Richard Konkolski - Knihy Konkolski s.r.o.

 

Sedm moří

Duracel
DOMŮ PUBLIKACE FILMY-DVD TELEVIZE ROZHLAS ČLÁNKY SEDM MOŘÍ SÓLO SAILING
 

    

 

The 19th Century Discovery

At the beginning of this century many secrets of the sea still remained unrevealed to man. The north coast of America and the Arctic Ocean beyond were still plunged in mysterious darkness. Cook in several places had advanced far into the Antarctic Ocean, but a wide area still lay open to the adventurous seaman.
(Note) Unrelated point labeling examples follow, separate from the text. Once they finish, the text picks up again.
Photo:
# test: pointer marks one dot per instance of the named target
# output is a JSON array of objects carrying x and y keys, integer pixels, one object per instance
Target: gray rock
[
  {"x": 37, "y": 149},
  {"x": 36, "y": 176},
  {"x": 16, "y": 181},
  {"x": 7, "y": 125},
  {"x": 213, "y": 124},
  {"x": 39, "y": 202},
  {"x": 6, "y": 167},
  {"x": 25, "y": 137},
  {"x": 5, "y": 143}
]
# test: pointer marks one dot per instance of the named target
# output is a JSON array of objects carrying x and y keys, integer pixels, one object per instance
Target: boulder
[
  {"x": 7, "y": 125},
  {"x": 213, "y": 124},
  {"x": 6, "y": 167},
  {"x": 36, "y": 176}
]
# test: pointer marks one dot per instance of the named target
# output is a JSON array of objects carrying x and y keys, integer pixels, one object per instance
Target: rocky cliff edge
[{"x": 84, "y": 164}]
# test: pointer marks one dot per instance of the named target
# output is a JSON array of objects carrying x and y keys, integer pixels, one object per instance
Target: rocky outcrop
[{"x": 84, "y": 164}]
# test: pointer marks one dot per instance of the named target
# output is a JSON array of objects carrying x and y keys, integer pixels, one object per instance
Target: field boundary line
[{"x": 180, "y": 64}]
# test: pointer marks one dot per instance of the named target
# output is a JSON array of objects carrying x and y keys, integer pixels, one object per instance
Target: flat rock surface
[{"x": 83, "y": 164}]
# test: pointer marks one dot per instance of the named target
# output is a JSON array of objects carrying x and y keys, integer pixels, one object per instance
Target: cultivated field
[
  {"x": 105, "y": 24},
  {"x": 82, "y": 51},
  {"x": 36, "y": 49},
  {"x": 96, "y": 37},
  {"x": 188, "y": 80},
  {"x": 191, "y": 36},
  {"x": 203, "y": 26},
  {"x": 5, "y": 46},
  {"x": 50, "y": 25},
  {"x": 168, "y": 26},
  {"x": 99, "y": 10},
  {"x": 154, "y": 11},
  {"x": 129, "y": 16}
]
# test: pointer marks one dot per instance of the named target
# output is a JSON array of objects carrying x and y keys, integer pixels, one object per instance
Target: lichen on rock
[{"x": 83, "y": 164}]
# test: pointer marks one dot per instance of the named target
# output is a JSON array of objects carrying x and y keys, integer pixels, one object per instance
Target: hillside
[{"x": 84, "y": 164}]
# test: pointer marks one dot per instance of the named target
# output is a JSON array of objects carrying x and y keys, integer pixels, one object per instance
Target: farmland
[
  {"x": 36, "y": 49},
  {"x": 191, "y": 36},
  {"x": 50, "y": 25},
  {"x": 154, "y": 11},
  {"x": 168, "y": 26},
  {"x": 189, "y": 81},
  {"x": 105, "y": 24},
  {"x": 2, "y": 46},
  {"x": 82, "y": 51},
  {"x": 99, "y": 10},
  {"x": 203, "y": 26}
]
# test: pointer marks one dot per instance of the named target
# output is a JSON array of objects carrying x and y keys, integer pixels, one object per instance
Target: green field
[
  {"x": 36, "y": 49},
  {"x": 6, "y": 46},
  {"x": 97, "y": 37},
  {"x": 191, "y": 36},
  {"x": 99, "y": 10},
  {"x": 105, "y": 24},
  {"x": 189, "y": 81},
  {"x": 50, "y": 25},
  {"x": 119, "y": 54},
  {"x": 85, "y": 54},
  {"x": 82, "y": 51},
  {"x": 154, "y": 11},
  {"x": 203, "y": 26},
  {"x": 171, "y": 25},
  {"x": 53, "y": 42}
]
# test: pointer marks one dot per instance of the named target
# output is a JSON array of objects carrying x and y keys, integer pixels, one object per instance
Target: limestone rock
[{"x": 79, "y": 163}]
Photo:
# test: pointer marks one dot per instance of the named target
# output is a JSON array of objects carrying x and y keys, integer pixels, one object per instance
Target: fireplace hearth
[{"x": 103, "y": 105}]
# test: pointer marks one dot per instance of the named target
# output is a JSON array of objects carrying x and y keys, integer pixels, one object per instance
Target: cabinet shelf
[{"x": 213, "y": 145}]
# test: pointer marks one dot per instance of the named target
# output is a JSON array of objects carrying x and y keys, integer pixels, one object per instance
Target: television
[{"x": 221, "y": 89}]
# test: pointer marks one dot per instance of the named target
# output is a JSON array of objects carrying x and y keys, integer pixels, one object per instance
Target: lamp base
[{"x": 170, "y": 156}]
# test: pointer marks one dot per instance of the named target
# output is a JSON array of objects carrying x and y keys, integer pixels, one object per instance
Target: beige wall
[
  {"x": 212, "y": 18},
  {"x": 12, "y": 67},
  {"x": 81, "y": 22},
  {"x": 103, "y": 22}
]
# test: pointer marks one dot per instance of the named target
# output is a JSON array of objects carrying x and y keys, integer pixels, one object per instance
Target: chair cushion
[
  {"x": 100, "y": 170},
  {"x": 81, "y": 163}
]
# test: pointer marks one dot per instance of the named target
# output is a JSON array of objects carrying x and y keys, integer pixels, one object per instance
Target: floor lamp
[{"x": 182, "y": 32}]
Many coasts, many groups of islands scattered over the vast ocean, awaited a more accurate survey, and would no doubt have remained unexplored for longer time, if gold, as in former times, had still been the sole magnet which attracted the seafarer to distant parts of the world. But fortunately science had now become a power which inspired man, without any prospect of immediate profit, with the same great expense and the same great danger.

The Arctic Navigators
We shall begin with a short history of Arctic discovery and afterwards  continue towards the South Pole. In spite of the unsuccessful efforts of a Frobisher, a Davis, a Hudson, and a Baffin, England had never given up the hope of discovering a northern passage to India, either direct across the Pole, or round the north coast of America.  It had been one of the chief objects of Cook's third voyage to find a sea-path from Behring's Straits to Baffin's or Hudson's Bay. Some years yerlier  we see Captain Phipps renewing the old attempt to sail direct to the Pole (1773), but, like his predecessor Hudson, he reached no farther than the northern extremity of Spitzbergen, where his vessel, surrounded by mighty ice-blocks, would have perished but for a timely change of wind.

This drive back damped for a time the spirit of discovery; but hope refreshed again when it became known that Scoresby, on a whaling expedition in the Greenland seas in 1806, had attained 81' N. lat. and thus approached the Pole to within 540 miles. No one before him had ever reached so far to the north, and an open sea tempted him mightily to proceed, but as the object of his voyage was strictly commercial, Scoresby felt obliged to sacrifice his inclinations to his whaling duty and to steer again to the south.

During the continental war, England indeed had little leisure to prosecute discoveries in the Arctic Ocean but not long after the conclusion of peace in 1818 two expeditions were sent out for that purpose.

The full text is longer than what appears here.